Wow! This is much cooler than the kinds of programs I write :-)

This MIT/Bluespec team won the first contest at MEMOCODE 2007 and the second in MEMOCODE 2008. The results for 2008 are very interesting: The Bluespec team had the highest performance by an order of magnitude, the next fastest program was written by one guy in straight C without using the FPGA, and the rest were mostly in a hybrid of C and (V?)HDL.

Does this make Bluespec the programming tool of choice for discriminating hardware hackers?

Comment viewing options

Select your preferred way to display the comments and click "Save settings" to activate your changes.

MEMOCODE 2008 Entry

The MIT team has made their code and a paper describing their architecture for the winning entry in the 2008 contest available at opencores.com. You can download the paper here, but it requires you to be registered with OpenCores. The paper will also be published in the MEMOCODE 2008 proceedings.

The most interesting part of their architecture (IMO) is a merge sort pipeline which uses different scheduling parameters at each level of the merge tree to maximize utilization. The area savings allows the tree to be deeper, which reduces the number of passes required over the data to complete the sorting.

OpenCores cheatsheet

You don't need to register to download the code, you can do a checkout from anonymous CVS directly:

cvs -d :pserver:anonymous@cvs.opencores.org:/cvsroot/anonymous login
(just press enter)
cvs -d :pserver:anonymous@cvs.opencores.org:/cvsroot/anonymous -z9 co cryptosorter

Perhaps the authors would post a copy of the paper on the web directly? That would save a lot of LtU readers registering on OpenCores just to casually read a paper.

The authors have made the

The authors have made the paper available here.

Of course

Of course, Bluespec is the programming tool of choice for discriminating hardware hackers. Now if they had just kept the Haskell syntax. :)

Parallel vs concurrent

MEMOCODE seems to have a high-performance computing / parallel algorithms focus. I'm thinking that hardware / FPGAs are at least equally interesting for real-time concurrent systems. For example, I've been hacking on an NXP LPC2129 microprocessor which is a single chip running many hard-realtime applications: ARM CPU core, 4x network controllers, 2x serial port controllers, 2x timers, pulse-width modulation, etc. I now start to see that each of these features is simply a program expressed as a circuit and combined into a chip like so many arguments to ld. Hardware is just software!? (Well, the digital bits.)

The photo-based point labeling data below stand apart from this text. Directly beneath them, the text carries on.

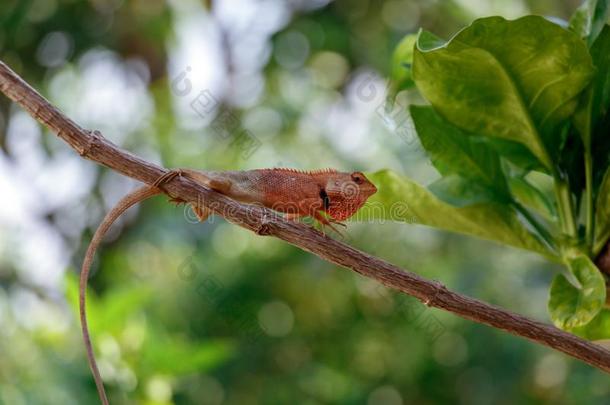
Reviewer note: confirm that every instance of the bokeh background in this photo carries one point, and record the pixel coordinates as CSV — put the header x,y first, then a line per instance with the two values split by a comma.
x,y
191,313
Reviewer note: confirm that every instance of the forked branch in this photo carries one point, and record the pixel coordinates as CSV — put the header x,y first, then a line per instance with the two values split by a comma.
x,y
93,146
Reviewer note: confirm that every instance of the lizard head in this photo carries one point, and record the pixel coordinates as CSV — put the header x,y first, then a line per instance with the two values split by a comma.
x,y
345,193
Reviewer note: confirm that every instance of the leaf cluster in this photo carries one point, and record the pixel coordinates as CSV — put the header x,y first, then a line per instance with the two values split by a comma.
x,y
518,128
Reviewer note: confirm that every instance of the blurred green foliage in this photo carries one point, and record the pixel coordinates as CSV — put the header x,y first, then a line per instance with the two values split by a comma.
x,y
208,313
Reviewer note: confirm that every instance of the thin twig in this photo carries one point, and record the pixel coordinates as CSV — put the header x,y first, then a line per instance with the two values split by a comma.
x,y
93,146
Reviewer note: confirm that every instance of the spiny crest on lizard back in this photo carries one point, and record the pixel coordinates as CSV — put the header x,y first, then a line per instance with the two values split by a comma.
x,y
317,171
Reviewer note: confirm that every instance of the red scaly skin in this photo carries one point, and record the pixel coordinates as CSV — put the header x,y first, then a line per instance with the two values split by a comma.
x,y
293,192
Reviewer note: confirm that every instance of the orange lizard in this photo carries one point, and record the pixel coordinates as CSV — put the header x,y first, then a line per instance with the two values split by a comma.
x,y
293,192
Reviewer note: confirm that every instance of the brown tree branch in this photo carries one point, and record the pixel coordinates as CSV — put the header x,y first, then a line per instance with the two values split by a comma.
x,y
93,146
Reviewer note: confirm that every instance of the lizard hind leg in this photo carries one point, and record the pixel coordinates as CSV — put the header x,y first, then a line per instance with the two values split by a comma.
x,y
201,212
325,222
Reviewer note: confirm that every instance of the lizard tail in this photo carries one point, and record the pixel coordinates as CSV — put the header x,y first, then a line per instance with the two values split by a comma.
x,y
125,203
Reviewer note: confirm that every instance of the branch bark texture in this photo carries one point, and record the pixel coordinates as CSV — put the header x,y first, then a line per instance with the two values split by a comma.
x,y
93,146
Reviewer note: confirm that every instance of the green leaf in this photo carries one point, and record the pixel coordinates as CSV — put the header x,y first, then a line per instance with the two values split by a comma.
x,y
402,59
461,192
517,80
600,52
602,214
598,328
516,153
400,199
589,19
532,198
595,101
572,306
174,356
455,152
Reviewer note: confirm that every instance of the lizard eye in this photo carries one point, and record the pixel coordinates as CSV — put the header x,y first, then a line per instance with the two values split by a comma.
x,y
358,178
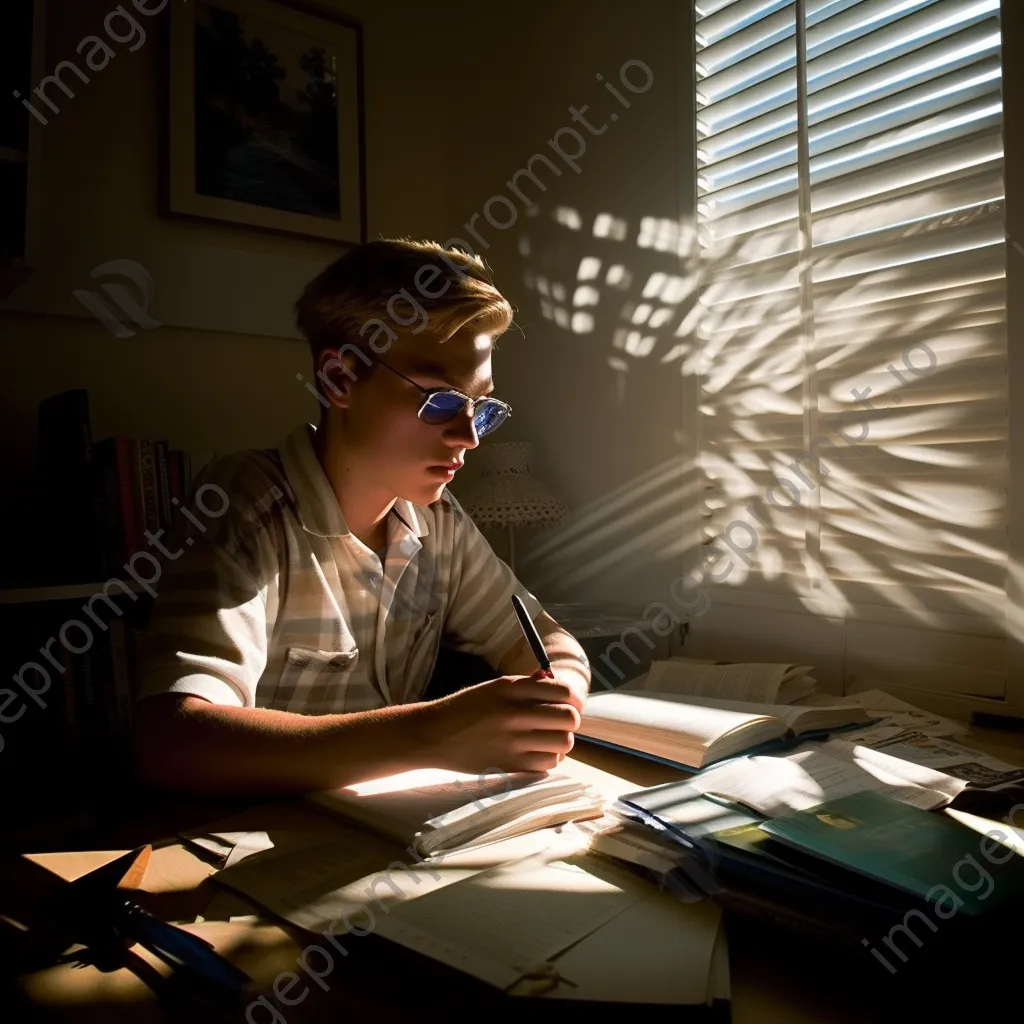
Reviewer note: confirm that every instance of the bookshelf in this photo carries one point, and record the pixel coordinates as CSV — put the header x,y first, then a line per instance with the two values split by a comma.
x,y
66,756
59,592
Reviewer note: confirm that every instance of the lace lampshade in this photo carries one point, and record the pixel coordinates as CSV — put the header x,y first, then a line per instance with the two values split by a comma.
x,y
504,492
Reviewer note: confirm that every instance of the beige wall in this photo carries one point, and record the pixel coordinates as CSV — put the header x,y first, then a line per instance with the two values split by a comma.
x,y
457,101
614,443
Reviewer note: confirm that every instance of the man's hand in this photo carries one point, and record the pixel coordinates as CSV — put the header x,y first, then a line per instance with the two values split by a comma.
x,y
513,723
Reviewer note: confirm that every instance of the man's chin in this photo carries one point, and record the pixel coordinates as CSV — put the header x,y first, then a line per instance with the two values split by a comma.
x,y
423,493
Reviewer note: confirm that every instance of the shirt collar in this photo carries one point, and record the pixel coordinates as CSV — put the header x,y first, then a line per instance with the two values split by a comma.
x,y
317,506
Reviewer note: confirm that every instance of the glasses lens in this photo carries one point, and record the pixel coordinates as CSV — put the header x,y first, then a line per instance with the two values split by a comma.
x,y
442,407
491,414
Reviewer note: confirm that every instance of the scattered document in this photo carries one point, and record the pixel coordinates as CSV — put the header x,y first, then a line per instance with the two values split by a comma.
x,y
506,924
953,759
778,785
897,715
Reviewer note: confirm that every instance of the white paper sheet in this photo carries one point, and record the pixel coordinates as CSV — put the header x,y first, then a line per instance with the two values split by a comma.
x,y
775,785
507,923
951,758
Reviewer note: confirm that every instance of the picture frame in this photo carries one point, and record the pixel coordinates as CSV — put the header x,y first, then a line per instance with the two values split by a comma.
x,y
264,119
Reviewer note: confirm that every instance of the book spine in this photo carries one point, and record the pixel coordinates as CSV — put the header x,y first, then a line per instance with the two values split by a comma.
x,y
69,483
122,688
105,456
70,730
124,449
176,473
163,483
151,499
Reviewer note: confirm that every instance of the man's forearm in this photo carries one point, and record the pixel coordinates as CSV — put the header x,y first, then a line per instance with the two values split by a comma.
x,y
188,743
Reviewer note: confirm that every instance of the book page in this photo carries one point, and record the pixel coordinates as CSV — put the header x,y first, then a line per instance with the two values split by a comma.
x,y
790,714
631,715
775,786
734,682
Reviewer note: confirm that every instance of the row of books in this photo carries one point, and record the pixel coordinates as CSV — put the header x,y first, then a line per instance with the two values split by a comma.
x,y
102,497
98,693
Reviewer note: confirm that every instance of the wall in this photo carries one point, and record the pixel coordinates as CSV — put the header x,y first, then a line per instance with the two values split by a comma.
x,y
612,427
220,374
457,102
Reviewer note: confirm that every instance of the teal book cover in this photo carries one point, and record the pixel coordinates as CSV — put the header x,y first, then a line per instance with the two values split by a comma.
x,y
920,852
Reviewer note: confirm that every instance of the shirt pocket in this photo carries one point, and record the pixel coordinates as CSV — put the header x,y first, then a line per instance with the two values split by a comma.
x,y
324,682
420,657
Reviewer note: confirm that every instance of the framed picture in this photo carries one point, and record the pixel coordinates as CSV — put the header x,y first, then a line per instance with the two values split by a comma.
x,y
264,118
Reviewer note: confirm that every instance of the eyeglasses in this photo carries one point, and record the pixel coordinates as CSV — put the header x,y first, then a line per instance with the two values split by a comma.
x,y
441,404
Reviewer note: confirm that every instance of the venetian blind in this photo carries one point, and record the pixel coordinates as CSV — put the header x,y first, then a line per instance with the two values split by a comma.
x,y
852,312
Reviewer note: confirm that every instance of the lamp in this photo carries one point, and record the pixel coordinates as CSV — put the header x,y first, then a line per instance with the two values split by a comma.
x,y
504,492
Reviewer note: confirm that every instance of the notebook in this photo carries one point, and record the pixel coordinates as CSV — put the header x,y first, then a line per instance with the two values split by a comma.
x,y
919,852
696,731
435,812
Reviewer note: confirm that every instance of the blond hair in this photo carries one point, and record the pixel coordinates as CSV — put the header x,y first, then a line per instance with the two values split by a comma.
x,y
381,282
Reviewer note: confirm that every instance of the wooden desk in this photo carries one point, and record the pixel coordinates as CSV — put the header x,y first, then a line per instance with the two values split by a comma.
x,y
777,978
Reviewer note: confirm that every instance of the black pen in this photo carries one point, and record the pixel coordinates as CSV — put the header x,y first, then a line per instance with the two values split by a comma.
x,y
532,637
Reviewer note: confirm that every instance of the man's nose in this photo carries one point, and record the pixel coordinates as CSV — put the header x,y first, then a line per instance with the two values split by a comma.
x,y
462,430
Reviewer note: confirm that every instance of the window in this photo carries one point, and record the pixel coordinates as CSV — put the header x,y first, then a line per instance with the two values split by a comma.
x,y
853,328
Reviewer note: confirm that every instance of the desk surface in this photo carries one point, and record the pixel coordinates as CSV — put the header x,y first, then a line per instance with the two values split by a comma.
x,y
776,977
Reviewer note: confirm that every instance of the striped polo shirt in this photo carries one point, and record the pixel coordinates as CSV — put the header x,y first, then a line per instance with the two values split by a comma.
x,y
269,600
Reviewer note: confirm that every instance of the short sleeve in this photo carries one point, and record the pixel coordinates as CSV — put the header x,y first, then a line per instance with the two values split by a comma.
x,y
480,619
207,634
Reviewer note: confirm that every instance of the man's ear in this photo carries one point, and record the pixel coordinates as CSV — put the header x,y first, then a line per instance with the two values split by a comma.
x,y
338,371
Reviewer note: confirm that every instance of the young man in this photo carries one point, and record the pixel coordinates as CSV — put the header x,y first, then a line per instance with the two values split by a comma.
x,y
298,622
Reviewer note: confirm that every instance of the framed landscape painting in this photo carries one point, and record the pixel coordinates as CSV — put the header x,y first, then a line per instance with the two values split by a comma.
x,y
264,118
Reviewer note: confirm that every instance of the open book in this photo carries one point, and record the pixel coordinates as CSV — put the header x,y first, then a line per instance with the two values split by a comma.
x,y
696,731
436,812
751,681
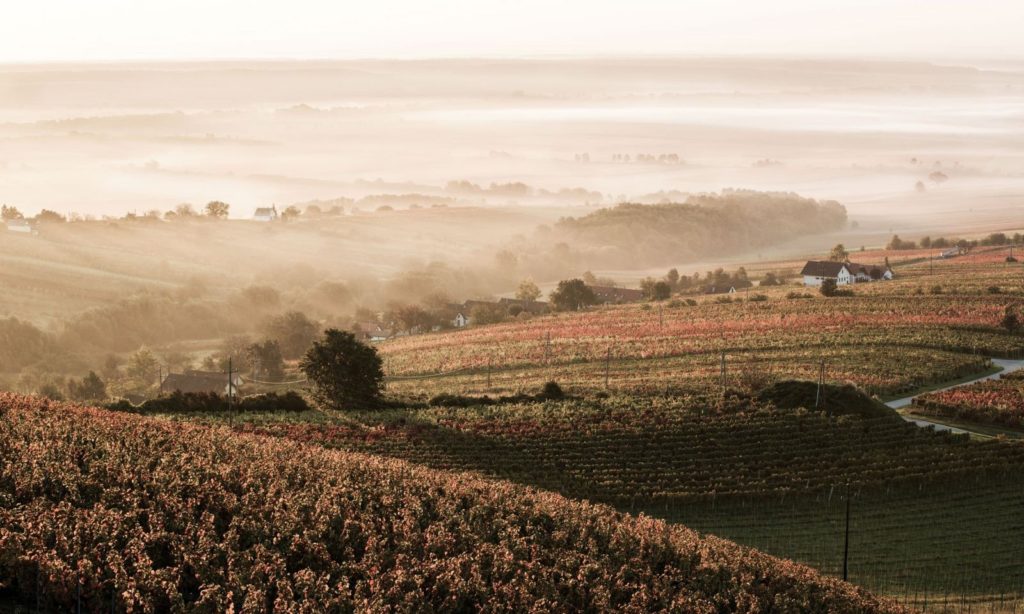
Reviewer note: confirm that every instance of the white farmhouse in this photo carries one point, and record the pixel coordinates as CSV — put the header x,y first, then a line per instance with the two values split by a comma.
x,y
19,225
265,214
816,271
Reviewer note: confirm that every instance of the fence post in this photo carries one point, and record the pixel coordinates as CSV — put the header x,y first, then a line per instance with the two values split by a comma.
x,y
846,539
607,367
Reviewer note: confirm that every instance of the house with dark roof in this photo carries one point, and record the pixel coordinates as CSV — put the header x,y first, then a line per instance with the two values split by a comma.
x,y
816,271
197,381
19,225
265,214
530,307
608,295
729,287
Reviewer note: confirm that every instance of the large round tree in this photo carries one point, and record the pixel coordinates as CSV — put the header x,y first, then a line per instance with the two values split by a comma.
x,y
345,373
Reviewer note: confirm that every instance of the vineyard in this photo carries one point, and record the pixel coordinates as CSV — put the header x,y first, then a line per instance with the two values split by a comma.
x,y
935,516
109,512
936,322
998,402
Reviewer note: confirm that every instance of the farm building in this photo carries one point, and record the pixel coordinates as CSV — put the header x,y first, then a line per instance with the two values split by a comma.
x,y
371,332
731,288
197,381
265,214
608,295
531,307
816,271
19,226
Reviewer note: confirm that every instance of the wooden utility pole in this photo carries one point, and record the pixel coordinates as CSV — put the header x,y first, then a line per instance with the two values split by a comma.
x,y
846,538
230,389
607,367
819,397
723,374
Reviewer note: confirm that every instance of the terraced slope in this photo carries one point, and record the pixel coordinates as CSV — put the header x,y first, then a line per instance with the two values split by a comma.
x,y
104,512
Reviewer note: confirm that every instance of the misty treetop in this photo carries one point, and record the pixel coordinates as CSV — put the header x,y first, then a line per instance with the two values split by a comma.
x,y
735,221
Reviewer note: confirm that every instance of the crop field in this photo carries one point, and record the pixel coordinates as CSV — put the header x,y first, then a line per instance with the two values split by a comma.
x,y
928,326
934,517
998,402
107,512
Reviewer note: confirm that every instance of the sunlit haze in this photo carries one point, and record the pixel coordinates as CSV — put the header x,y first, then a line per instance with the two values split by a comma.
x,y
134,30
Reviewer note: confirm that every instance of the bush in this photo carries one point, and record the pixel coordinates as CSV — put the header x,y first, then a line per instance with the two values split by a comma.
x,y
211,402
272,401
552,391
345,373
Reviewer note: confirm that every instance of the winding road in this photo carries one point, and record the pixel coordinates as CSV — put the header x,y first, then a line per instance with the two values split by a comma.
x,y
1008,366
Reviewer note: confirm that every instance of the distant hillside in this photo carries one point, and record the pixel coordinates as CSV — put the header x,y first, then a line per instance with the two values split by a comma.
x,y
704,225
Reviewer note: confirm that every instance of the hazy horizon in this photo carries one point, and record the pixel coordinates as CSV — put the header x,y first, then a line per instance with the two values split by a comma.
x,y
59,30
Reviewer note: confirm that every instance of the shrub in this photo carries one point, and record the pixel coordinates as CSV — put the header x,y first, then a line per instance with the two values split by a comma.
x,y
345,373
211,402
552,390
272,401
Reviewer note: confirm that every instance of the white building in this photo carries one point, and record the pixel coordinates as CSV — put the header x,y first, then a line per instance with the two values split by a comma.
x,y
19,226
265,214
816,271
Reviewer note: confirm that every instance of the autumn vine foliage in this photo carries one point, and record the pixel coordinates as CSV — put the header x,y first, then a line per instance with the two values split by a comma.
x,y
120,513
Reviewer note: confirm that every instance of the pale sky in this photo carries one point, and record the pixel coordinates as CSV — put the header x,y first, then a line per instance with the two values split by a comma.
x,y
143,30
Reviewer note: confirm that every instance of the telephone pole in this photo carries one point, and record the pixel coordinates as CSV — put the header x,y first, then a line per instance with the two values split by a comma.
x,y
607,367
230,389
723,374
818,397
846,538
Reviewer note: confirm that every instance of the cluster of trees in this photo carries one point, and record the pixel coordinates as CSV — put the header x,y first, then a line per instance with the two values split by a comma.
x,y
647,158
734,221
9,212
993,239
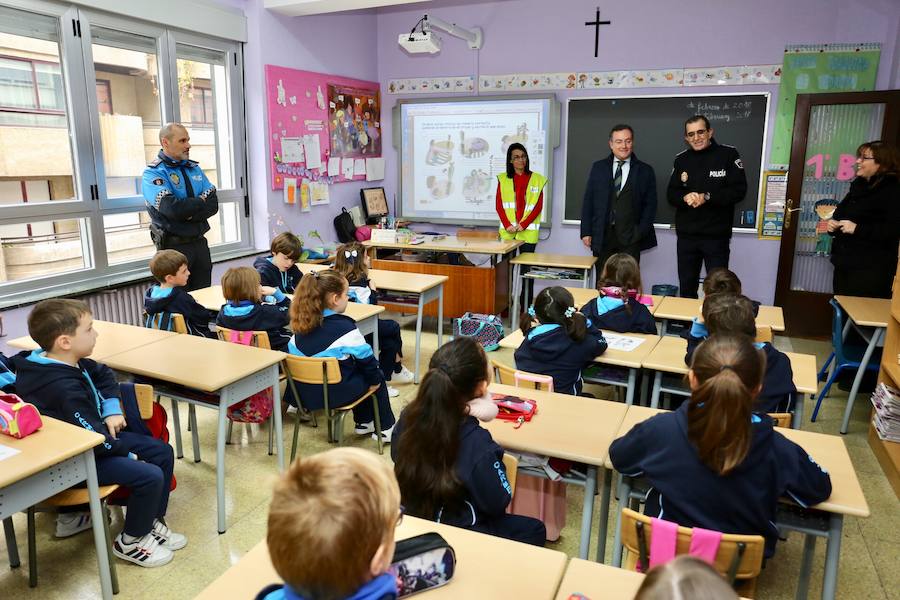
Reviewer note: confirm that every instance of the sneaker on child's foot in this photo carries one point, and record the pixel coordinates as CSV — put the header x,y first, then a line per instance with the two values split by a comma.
x,y
68,524
168,538
145,551
404,376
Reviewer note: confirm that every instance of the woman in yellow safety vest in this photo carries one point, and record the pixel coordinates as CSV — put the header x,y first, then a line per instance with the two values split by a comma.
x,y
520,199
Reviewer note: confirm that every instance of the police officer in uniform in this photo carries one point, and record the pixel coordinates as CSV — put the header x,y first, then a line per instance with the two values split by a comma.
x,y
179,200
707,181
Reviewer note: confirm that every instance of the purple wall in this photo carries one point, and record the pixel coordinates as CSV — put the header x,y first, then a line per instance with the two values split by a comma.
x,y
666,35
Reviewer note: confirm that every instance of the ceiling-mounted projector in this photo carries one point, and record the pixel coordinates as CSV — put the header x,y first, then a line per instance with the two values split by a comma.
x,y
426,41
420,42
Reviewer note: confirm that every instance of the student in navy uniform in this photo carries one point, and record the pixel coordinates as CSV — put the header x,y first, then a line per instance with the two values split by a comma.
x,y
713,463
279,269
352,262
170,269
730,314
618,307
64,384
321,329
449,468
558,340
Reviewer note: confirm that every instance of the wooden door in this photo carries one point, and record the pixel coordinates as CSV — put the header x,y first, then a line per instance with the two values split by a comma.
x,y
828,128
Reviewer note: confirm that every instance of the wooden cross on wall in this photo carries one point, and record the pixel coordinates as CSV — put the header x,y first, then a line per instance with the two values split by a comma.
x,y
596,24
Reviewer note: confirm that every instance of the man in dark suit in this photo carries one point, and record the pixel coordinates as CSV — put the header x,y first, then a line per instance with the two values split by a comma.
x,y
619,201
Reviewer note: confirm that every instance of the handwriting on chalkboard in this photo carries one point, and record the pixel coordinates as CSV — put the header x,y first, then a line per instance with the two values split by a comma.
x,y
724,111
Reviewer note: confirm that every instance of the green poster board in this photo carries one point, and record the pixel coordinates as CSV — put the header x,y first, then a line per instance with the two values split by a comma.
x,y
816,68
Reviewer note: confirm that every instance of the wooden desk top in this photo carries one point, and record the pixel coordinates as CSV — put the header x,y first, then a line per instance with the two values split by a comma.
x,y
400,281
571,261
53,443
196,362
828,450
484,565
571,427
452,243
618,358
113,338
685,309
869,312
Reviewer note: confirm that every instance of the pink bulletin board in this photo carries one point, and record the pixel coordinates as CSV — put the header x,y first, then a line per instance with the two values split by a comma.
x,y
298,106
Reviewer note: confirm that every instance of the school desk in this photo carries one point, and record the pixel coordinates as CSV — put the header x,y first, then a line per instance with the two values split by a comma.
x,y
864,312
486,567
232,371
630,360
668,358
112,338
569,427
685,309
822,520
535,259
481,289
426,288
365,315
49,461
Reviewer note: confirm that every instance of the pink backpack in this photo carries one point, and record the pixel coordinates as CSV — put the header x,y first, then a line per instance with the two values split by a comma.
x,y
18,418
258,407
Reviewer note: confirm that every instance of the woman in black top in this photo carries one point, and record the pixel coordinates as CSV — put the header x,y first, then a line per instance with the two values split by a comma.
x,y
866,225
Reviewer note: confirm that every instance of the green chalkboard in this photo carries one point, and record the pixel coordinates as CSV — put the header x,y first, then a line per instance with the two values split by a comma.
x,y
738,120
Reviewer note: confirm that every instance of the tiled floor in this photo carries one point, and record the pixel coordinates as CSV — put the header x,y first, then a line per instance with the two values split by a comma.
x,y
870,549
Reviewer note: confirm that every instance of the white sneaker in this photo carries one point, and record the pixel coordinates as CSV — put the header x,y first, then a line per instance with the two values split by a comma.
x,y
145,551
404,376
68,524
168,538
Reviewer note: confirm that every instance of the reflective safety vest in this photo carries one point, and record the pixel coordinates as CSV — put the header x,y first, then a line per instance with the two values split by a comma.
x,y
508,197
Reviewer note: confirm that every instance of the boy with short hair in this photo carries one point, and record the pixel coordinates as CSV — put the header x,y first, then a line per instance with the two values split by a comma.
x,y
331,528
279,270
64,384
169,268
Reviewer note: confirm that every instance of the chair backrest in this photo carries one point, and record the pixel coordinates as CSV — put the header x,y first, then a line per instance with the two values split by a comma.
x,y
512,466
764,333
166,321
727,563
313,370
509,376
260,339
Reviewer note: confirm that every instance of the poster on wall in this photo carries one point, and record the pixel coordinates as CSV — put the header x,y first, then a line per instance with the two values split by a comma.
x,y
354,121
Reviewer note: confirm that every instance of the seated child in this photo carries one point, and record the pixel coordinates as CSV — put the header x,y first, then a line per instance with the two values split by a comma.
x,y
250,306
279,269
558,341
169,267
729,314
321,329
721,280
64,384
352,262
713,463
449,468
331,528
618,307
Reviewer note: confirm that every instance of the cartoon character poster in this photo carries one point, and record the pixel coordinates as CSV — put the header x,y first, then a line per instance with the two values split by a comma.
x,y
354,122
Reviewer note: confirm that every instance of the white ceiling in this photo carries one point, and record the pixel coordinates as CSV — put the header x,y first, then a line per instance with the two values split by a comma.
x,y
296,8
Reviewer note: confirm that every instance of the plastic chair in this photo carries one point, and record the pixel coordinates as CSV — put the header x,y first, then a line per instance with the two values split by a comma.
x,y
326,371
844,357
739,558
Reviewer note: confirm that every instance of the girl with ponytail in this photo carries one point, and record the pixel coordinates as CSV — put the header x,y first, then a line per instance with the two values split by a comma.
x,y
321,329
713,463
449,468
559,340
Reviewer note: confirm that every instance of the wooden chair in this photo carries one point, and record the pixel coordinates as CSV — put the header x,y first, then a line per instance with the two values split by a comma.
x,y
739,558
326,371
510,376
78,496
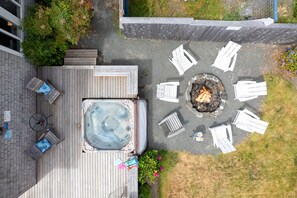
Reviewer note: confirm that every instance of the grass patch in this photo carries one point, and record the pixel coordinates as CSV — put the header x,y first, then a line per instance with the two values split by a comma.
x,y
288,18
198,9
262,166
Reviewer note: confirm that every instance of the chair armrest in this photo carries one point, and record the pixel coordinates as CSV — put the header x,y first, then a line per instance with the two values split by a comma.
x,y
251,114
229,131
170,83
231,67
192,59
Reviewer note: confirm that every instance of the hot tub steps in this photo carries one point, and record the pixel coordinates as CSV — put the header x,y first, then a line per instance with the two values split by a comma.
x,y
81,57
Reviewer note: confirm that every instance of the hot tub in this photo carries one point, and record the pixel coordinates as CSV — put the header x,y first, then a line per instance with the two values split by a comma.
x,y
108,124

I'd be interested to see Bluespec code for e.g. an ethernet controller btw.

This sounds interesting with respect to the Reinventing Programming project. Why not rewrite the hardware too while you've got Emacs open? :-)

In some respects hardware is

In some respects hardware is just like software. But to make good hardware you have to have a good performance model. Just writing software and expecting it to turn into good hardware is a pipe dream.